14 mei 2007

Chimpansees leven als holbewoners met speren


Chimpansees in het zuiden van Senegal wonen in grotten. En ze jagen met speren, zo bleek onlangs. Dat doet denken aan de vroege mens.

Op de bossavanne van Fongoli in het zuidoosten van Senegal leven chimpansees die ander gedrag vertonen dan al hun soortgenoten, die doorgaans in het regenwoud leven. Na het bericht, afgelopen maart, dat Fongoli-chimps met zelfgemaakte speren jagen, is nu bekend geworden dat deze mensapen ook regelmatig in grotten leven. Ze zoeken er in de heetste maanden van het jaar beschutting tegen de soms ondraaglijke hitte.

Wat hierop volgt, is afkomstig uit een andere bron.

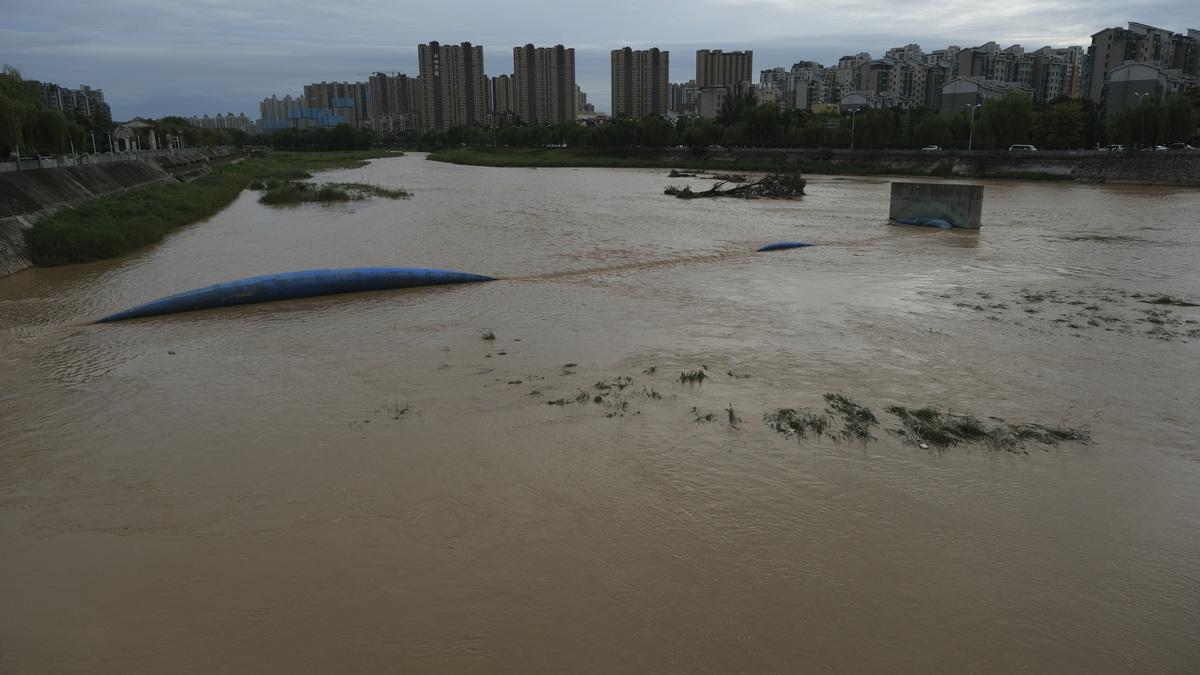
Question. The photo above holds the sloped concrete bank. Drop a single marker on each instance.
(28, 196)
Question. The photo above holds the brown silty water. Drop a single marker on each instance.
(360, 483)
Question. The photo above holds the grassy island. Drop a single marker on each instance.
(120, 223)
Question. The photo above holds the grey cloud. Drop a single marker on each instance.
(233, 53)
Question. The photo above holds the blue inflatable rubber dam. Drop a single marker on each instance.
(289, 285)
(783, 245)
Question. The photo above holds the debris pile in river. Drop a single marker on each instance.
(772, 186)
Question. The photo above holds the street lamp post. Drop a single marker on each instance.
(1141, 115)
(971, 133)
(852, 118)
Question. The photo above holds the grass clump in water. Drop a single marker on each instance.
(1170, 300)
(123, 222)
(799, 423)
(857, 419)
(933, 426)
(297, 192)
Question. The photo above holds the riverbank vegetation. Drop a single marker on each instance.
(283, 192)
(29, 125)
(120, 223)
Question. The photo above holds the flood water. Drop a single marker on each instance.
(363, 484)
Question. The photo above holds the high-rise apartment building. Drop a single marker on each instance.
(1114, 47)
(454, 89)
(724, 69)
(544, 84)
(502, 94)
(394, 102)
(640, 82)
(346, 101)
(84, 101)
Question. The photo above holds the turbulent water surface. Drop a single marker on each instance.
(361, 483)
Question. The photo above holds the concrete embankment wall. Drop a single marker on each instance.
(1145, 167)
(30, 195)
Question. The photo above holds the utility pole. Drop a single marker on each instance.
(971, 136)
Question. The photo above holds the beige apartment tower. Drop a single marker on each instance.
(544, 84)
(640, 84)
(454, 89)
(502, 94)
(724, 69)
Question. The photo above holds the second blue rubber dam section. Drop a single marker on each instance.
(289, 285)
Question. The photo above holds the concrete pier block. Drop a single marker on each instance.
(961, 205)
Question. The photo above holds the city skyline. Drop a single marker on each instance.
(217, 57)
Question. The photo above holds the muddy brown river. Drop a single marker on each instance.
(363, 484)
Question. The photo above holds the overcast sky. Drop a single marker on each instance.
(195, 57)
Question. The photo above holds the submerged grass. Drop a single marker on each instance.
(120, 223)
(801, 423)
(933, 426)
(924, 426)
(857, 419)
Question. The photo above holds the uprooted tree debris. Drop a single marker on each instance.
(773, 186)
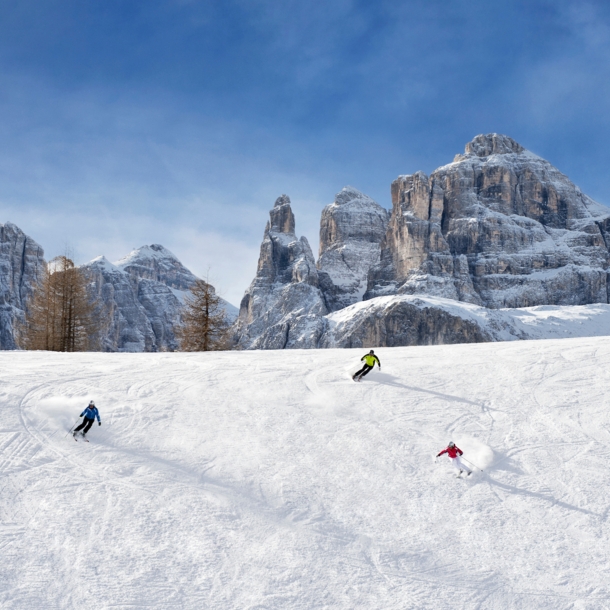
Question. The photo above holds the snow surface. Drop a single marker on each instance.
(270, 480)
(511, 324)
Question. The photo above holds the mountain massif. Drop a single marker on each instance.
(499, 227)
(142, 294)
(459, 256)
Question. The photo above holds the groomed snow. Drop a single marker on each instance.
(270, 480)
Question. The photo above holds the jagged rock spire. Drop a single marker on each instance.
(282, 218)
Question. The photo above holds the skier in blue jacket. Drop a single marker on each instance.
(90, 414)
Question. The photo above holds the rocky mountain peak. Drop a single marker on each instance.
(157, 263)
(493, 144)
(281, 216)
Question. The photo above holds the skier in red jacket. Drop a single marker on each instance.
(454, 452)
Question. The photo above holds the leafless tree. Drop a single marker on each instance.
(60, 316)
(204, 321)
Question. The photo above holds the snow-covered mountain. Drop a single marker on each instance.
(351, 231)
(21, 265)
(499, 227)
(143, 294)
(289, 486)
(284, 306)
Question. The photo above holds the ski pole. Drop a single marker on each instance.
(70, 430)
(463, 458)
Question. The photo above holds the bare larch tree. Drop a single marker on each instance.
(60, 315)
(204, 321)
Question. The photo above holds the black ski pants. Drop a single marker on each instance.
(87, 423)
(364, 370)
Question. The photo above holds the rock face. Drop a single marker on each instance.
(21, 266)
(158, 264)
(140, 314)
(283, 307)
(143, 294)
(351, 231)
(499, 227)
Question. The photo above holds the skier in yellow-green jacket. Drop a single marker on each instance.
(369, 363)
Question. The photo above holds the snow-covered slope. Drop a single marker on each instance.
(427, 320)
(290, 486)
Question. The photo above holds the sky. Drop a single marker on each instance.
(179, 122)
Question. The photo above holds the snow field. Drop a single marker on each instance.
(270, 480)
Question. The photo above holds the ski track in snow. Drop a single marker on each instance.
(270, 480)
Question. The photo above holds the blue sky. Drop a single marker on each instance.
(125, 123)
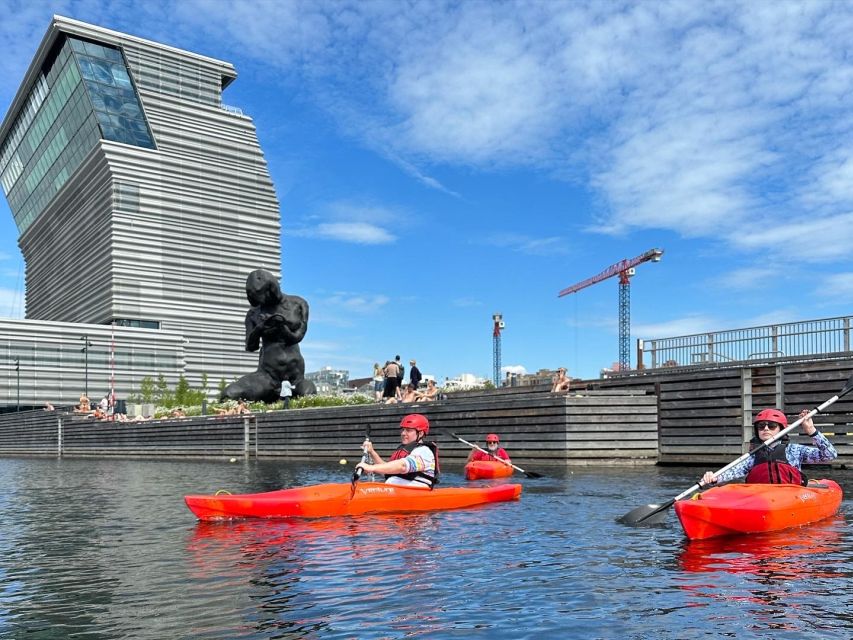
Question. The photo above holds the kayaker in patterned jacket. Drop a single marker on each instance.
(781, 462)
(414, 463)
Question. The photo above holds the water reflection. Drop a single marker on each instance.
(786, 555)
(779, 581)
(329, 574)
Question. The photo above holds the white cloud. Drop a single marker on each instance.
(692, 117)
(747, 278)
(11, 303)
(467, 302)
(357, 303)
(520, 243)
(357, 232)
(686, 326)
(351, 222)
(810, 239)
(514, 368)
(838, 285)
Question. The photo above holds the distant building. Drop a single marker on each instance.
(464, 381)
(541, 377)
(329, 381)
(142, 202)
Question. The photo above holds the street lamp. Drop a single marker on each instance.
(85, 351)
(18, 375)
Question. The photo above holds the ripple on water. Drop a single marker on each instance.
(114, 553)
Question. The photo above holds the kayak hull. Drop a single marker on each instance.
(325, 500)
(755, 508)
(487, 469)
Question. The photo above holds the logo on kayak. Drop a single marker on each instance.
(375, 490)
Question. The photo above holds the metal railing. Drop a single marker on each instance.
(792, 339)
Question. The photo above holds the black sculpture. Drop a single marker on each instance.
(276, 324)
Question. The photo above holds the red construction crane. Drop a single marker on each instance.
(624, 269)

In een publicatie die binnenkort verschijnt in het Japanse wetenschappelijke tijdschrift Primates, beschrijft de Amerikaanse onderzoekster Jill Pruetz van de Iowa State University de chimpansees met een voorliefde voor grotten. Onder Pruetz’ leiding wordt in Fongoli jarenlang gedragsonderzoek gedaan aan de chimpanseepopulatie, bestaande uit 35 dieren. De dieren leven in bewoond gebied en zijn dus gewend aan mensen.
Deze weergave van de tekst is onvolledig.